Interface Specification

npu_interfaces.svh defines two interfaces: axil_if and axis_if. axil_if defaults to ADDR_W=12 and DATA_W=64, covering all five AXI-Lite channels (AW, W, B, AR, R), with slave and master modports. ctrl_npu_frontend binds the axil_if.slave modport. axis_if provides an AXI-Stream interface carrying tdata, tvalid, tready, tlast, and tkeep; it is used by data-path modules that transfer activation and weight streams.

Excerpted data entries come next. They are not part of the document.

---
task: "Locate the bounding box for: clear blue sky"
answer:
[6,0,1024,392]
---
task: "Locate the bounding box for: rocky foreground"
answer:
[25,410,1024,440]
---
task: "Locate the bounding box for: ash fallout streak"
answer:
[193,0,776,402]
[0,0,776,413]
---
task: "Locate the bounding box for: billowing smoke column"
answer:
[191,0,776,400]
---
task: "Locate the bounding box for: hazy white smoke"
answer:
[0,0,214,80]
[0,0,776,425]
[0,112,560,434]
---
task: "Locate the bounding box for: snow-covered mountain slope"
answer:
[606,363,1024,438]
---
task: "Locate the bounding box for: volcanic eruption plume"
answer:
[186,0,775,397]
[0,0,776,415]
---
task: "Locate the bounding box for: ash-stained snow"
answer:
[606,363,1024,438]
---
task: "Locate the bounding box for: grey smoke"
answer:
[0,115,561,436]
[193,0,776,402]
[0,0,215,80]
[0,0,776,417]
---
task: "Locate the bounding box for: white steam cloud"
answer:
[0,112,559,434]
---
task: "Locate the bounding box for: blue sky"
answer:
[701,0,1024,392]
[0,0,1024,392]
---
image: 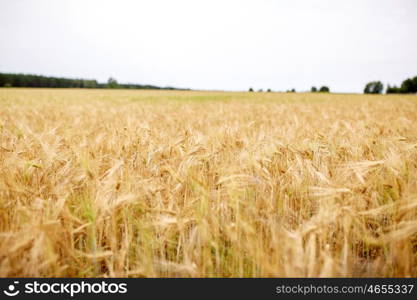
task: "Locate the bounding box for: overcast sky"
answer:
[0,0,417,92]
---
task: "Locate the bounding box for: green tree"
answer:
[319,85,330,93]
[107,77,119,89]
[363,81,384,94]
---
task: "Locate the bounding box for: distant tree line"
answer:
[363,76,417,94]
[249,85,330,93]
[311,85,330,93]
[0,73,185,90]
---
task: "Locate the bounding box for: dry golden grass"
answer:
[0,89,417,277]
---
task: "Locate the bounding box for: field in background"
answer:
[0,89,417,277]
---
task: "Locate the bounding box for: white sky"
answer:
[0,0,417,92]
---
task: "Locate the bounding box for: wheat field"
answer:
[0,89,417,277]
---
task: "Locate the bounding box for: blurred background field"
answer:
[0,88,417,277]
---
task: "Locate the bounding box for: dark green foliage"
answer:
[107,77,119,89]
[319,85,330,93]
[363,81,384,94]
[387,76,417,94]
[0,73,185,90]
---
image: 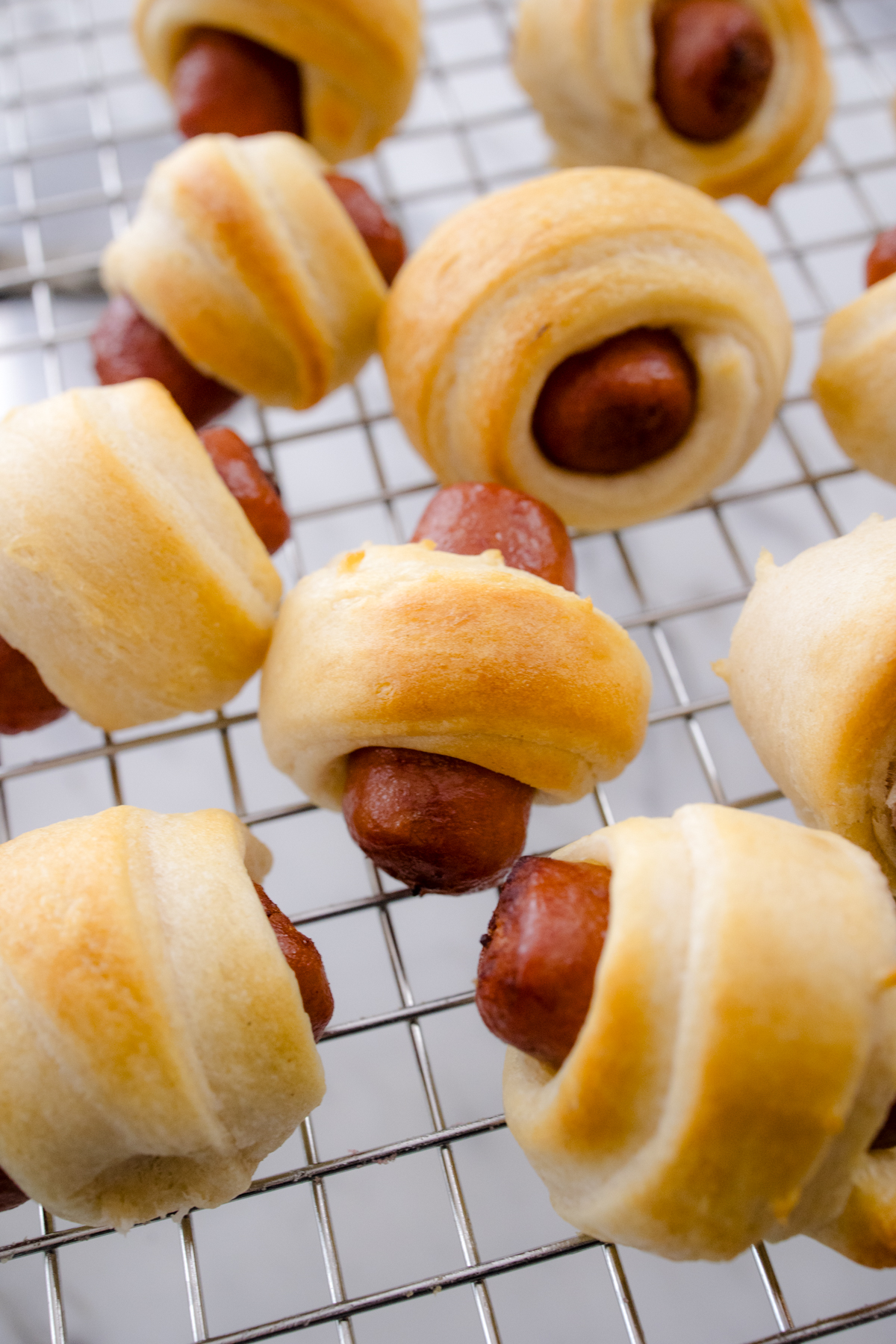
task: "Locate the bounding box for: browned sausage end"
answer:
[653,0,775,144]
[411,481,575,590]
[476,859,612,1068]
[343,747,533,895]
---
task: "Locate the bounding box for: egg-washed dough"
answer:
[513,0,832,205]
[0,808,324,1231]
[812,276,896,485]
[380,168,790,529]
[259,541,650,809]
[102,131,385,408]
[134,0,420,163]
[715,514,896,894]
[0,379,281,731]
[504,803,896,1265]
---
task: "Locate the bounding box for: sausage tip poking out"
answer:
[90,294,239,425]
[532,326,697,476]
[199,426,289,555]
[411,481,575,591]
[343,747,533,895]
[865,228,896,287]
[170,28,305,140]
[252,882,333,1040]
[476,859,612,1068]
[324,173,407,285]
[653,0,775,144]
[0,635,69,736]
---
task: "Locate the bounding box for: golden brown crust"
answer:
[380,168,790,529]
[259,543,650,808]
[716,517,896,891]
[0,380,281,729]
[0,808,324,1230]
[504,805,896,1260]
[134,0,420,163]
[102,133,385,407]
[514,0,832,205]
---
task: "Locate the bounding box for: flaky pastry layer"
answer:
[380,168,790,529]
[0,806,324,1231]
[259,543,650,809]
[504,803,896,1263]
[513,0,832,205]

Listing 21 hw/rtl/NPU_Controller/npu_interfaces.svh (axis_if)
interface axis_if #(
    parameter DATA_WIDTH = 128
) ();
  logic [    DATA_WIDTH-1:0] tdata;
  logic                      tvalid;
  logic                      tready;
  logic                      tlast;
  logic [(DATA_WIDTH/8)-1:0] tkeep;

  // Slave Side (NPU Perspective: Input)
  modport slave(input tdata, tvalid, tlast, tkeep, output tready);

  // Master Side (NPU Perspective: Output)
  modport master(output tdata, tvalid, tlast, tkeep, input tready);
endinterface
Listing 22 hw/rtl/NPU_Controller/npu_interfaces.svh (axil_if)
// axil_if.sv
interface axil_if #(
    parameter int ADDR_W = 12,
    parameter int DATA_W = 64
) (
    input logic clk,
    input logic rst_n
);
  // AW Channel
  logic [ADDR_W-1:0] awaddr;
  logic [       2:0] awprot;
  logic awvalid, awready;

  // W Channel
  logic [    DATA_W-1:0] wdata;
  logic [(DATA_W/8)-1:0] wstrb;
  logic wvalid, wready;

  // B Channel
  logic [1:0] bresp;
  logic bvalid, bready;

  // AR Channel
  logic [ADDR_W-1:0] araddr;
  logic [       2:0] arprot;
  logic arvalid, arready;

  // R Channel
  logic [DATA_W-1:0] rdata;
  logic [       1:0] rresp;
  logic rvalid, rready;

  modport slave(
      input awaddr, awprot, awvalid, wdata, wstrb, wvalid, bready,
      input araddr, arprot, arvalid, rready,
      output awready, wready, bresp, bvalid, arready, rdata, rresp, rvalid
  );

  modport master(
      output awaddr, awprot, awvalid, wdata, wstrb, wvalid, bready,
      output araddr, arprot, arvalid, rready,
      input awready, wready, bresp, bvalid, arready, rdata, rresp, rvalid
  );
endinterface

Last verified against

Commit 8c09e5e @ pccxai/pccx-FPGA-NPU-LLM-kv260 (2026-04-29).